Korea’s current account surplus widened in March to a four-month high as overseas shipments of cars, electronics and oil products rose while the European debt crisis weighed on global demand.

The surplus was $3 billion, compared with a revised surplus of $557 million in February, the Bank of Korea said in a statement yesterday. The current account is the broadest measure of trade, tracking goods, services and investment income.

Asia’s fourth-largest economy, which expanded at the fastest pace in a year in the first quarter, faces downside risks from the European debt crisis and high oil prices, the central bank said this month.
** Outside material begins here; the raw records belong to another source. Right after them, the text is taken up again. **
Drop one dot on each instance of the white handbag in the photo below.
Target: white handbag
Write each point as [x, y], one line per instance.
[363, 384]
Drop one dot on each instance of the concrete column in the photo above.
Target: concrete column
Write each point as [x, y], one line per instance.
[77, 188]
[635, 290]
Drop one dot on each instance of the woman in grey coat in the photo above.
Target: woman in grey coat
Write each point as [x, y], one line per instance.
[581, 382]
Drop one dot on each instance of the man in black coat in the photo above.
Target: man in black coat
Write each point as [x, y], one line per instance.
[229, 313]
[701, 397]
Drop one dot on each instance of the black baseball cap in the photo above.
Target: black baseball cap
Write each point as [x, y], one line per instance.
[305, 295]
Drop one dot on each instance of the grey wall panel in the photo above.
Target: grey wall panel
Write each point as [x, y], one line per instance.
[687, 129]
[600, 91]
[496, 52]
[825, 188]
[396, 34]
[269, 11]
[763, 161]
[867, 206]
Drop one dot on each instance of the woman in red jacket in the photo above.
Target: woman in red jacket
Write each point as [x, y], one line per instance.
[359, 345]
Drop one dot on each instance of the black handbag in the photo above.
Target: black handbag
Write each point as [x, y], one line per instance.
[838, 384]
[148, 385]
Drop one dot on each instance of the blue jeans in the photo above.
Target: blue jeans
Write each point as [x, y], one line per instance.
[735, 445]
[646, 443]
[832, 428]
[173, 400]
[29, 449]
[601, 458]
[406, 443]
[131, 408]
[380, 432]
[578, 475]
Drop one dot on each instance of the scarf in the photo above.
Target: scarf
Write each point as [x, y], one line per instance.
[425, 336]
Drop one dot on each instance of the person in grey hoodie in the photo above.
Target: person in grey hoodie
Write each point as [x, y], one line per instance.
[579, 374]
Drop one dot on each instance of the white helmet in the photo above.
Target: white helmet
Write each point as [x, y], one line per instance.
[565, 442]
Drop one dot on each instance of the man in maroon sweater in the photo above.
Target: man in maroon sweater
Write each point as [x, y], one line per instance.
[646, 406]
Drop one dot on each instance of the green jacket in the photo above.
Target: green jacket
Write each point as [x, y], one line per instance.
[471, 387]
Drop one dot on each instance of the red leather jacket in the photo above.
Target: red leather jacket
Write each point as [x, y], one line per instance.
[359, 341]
It left borrowing costs unchanged for 10-straight months on April 13 as it forecast a “moderate recovery” in domestic demand.

“We’re passing a trough but global demand will likely remain weak, which bodes ill for exporters,” Yoon Yeo-sam, a fixed-income analyst at Daewoo Securities, said before the release. “With moderate growth and persistent inflationary pressure, policymakers seem to have limited room for moving interest rates in either direction.”

The surplus on traded goods was $3 billion last month compared with a revised $1.3 billion surplus in February, the report showed.

Total exports on a customs-cleared basis rose to $47.4 billion in March from $46.4 billion in February, according to yesterday’s statement. Imports totaled $44.9 billion, little changed from February.

Overseas shipments may fall 1.5 percent in April from a year earlier, according to the median estimate of nine economists in a Bloomberg News survey as of Thursday.

On April 16, the Bank of Korea reduced its economic growth forecast for this year from 3.7 percent to 3.5 percent citing risks from Europe’s debt woes and high oil prices.

The current account surplus is expected to narrow to $12.5 billion in 2013 from an estimated $14.5 billion this year, according to the central bank’s latest projection. The excess was $26.5 billion in 2011. Korea’s GDP rose 0.9 percent in the first quarter from the previous three months, the fastest pace in a year.